Strikes: ‘Missing artefacts,’ 1986 SAP corrupt varsity system – Don

The 12 missing artefacts of meaningful university education in Nigeria, academic corruption and social vices have been identified as some of the major causes of the incessant strikes in the university system by the Academic Staff Union of Universities (ASUU). Besides, the failure of the institutional leadership of universities to enact and enthrone core corporate objectives was also identified to have compounded the numerous challenges bedeviling the sector.

 

The guest lecturer at the 2022 University of Ibadan (UI) Alumni Association, Asaba, Delta State chapter Annual Public Service Lecture Series, Prof. Paul Omojo Omaji of the Admiralty University of Nigeria (ADUN), disclosed this in his lecture.

 

The theme of the lecture was “Revitilising University Education: The Leadership Question.” Dignitaries at the event include the state Governor, Ifeanyi Okowa, who was the special guest of honour, and the Chairman of Asaba branch of the UI Alumni Association, Dr. Felicia Nkem Adun.

 

According to the various speakers, leadership failure in the university system has largely depressed lecturers and the quality of graduates being churned out in the institutions. Prof. Omaji, however, listed the challenges of inadequate facilities for teaching, learning and research, paucity of funds, shortage of quality and quantity of teachers/lecturers, governance deficiency, depressed quality of graduates, poor access to university education, are among the underlying factors challenging the system.

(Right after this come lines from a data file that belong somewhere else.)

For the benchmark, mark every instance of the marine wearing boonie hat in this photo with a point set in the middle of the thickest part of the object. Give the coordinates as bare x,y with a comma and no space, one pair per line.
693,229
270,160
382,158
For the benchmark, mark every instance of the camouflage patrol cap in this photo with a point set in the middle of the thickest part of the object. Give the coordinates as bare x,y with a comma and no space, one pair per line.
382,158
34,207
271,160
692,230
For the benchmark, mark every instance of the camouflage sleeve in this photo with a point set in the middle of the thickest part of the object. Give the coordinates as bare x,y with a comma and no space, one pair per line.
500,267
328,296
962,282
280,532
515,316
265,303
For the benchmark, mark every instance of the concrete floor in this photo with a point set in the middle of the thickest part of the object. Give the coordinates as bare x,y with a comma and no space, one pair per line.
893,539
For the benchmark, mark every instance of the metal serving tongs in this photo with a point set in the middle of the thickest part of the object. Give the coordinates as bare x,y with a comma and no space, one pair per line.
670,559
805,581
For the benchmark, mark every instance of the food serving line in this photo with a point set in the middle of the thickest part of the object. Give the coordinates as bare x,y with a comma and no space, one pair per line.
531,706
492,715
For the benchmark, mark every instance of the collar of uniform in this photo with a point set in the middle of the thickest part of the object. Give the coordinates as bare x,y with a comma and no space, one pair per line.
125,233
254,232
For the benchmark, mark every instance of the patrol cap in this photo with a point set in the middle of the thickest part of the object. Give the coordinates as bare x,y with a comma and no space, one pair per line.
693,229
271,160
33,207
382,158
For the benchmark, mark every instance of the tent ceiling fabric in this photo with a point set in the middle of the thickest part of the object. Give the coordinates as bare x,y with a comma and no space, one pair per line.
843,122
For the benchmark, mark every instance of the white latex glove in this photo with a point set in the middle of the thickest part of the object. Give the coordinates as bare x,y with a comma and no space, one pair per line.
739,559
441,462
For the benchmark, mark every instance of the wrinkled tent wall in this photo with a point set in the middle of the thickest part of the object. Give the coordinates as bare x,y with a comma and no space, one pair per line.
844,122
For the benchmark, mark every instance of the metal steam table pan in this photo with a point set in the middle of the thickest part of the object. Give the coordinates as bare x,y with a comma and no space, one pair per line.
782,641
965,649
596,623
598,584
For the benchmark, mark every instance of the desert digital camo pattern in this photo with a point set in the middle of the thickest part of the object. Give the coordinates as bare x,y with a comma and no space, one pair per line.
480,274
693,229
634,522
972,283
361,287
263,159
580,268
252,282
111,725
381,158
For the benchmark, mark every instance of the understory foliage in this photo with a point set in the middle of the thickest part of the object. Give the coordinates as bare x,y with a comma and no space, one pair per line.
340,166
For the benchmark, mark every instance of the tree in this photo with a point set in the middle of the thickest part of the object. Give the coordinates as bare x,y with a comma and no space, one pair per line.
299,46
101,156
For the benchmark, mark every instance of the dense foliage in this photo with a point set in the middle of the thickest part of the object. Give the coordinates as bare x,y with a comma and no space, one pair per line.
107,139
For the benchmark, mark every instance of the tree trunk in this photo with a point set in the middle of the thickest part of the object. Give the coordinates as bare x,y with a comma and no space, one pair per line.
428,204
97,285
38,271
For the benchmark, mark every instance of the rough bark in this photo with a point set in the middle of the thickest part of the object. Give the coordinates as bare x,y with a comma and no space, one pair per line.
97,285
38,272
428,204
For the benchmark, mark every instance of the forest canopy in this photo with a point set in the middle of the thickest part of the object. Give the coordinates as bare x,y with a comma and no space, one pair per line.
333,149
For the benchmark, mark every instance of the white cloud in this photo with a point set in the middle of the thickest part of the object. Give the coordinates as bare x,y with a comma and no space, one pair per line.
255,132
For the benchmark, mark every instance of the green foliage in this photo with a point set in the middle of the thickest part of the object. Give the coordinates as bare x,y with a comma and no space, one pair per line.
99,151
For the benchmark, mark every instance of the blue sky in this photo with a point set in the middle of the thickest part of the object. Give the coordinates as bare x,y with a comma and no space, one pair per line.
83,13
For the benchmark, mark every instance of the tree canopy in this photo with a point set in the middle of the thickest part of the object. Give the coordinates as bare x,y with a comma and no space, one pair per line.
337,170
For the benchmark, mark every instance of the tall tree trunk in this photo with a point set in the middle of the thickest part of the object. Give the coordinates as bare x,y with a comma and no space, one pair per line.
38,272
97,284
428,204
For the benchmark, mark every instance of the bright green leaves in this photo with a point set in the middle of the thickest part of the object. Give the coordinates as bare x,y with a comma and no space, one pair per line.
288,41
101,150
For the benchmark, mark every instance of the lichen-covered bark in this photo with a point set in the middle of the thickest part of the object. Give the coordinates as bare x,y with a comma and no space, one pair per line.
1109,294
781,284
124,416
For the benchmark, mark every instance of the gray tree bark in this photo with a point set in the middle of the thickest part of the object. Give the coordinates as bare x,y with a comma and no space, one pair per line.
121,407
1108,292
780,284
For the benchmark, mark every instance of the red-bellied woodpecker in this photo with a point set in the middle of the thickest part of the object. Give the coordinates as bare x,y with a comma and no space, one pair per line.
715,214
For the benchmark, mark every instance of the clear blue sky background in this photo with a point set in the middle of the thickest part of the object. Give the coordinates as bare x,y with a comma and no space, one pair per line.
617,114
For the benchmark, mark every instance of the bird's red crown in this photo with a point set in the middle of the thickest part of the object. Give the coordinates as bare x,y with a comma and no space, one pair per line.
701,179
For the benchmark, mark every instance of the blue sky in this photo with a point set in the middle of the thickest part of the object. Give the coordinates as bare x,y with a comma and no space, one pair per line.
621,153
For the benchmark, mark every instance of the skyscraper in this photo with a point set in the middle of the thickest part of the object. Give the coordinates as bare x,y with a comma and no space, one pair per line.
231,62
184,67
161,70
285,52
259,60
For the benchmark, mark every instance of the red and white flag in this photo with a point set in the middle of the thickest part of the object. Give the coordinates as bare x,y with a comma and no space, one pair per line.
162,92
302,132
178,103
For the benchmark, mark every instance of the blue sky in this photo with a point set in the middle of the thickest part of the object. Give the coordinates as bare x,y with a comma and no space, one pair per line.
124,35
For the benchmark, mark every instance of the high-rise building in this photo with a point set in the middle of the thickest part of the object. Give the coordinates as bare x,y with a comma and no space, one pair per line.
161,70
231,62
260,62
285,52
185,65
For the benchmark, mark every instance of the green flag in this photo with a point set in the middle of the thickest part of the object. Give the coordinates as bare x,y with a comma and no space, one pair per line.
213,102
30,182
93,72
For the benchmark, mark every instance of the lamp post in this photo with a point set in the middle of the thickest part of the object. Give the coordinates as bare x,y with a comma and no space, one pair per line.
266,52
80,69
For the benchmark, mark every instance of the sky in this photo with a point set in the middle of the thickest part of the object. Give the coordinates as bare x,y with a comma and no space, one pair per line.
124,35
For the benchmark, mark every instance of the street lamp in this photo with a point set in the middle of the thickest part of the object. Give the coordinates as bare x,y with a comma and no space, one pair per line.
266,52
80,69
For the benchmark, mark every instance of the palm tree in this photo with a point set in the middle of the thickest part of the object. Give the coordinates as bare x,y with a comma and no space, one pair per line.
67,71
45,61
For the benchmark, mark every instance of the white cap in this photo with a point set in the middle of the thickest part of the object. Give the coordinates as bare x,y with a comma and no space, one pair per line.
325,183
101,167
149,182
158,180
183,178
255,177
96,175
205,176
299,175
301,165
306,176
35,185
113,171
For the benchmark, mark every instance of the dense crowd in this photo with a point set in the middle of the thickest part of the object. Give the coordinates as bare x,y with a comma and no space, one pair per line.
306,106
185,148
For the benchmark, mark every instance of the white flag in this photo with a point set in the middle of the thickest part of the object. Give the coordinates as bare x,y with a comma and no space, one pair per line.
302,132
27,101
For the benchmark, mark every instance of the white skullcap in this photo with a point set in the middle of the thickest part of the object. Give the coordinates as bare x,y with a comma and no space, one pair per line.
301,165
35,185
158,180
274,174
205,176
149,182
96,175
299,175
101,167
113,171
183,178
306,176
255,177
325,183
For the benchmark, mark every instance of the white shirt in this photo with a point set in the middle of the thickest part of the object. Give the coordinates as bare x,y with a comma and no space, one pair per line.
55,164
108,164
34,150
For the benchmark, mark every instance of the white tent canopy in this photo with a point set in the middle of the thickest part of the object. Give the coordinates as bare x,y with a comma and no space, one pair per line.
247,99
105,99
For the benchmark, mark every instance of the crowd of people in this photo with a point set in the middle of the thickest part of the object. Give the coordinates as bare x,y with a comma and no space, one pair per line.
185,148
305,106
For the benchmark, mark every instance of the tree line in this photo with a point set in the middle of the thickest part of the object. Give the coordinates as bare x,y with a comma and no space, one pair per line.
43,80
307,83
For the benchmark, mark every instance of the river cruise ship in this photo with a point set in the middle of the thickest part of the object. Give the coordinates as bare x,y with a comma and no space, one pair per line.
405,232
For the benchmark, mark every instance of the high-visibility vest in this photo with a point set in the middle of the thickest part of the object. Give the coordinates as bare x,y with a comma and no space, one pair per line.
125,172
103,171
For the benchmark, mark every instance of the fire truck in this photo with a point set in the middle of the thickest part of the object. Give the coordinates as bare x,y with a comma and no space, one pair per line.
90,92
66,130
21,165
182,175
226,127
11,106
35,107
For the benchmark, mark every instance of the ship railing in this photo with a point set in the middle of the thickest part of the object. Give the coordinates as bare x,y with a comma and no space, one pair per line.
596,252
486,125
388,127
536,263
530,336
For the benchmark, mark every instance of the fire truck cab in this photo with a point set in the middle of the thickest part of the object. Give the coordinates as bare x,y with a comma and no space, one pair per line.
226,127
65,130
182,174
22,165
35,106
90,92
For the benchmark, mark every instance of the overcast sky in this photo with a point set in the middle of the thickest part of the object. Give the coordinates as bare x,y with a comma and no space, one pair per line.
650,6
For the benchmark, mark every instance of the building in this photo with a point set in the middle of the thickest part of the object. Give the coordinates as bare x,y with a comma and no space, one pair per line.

The don regretted that for over 30 years, the political leadership in the country had plunged the university education into several challenges, which he attributed to the mid-1985 implementation of the Structural Adjustment Programme (SAP) following a loan the country obtained from the International Monetary Fund (IMF). To him, since the SAP programme was implemented to utterly devalue and defund higher education through unencumbered political interference, the result has been the monumental academic corruption confronting the system today.

 

He said: “The Vice Chancellors were appointed by the Military Government into university administration with their professorial positions influenced, and this resulted in the silencing of intellectual voices, while on the other hand led to massive exodus of lecturers from the Nigerian university system.”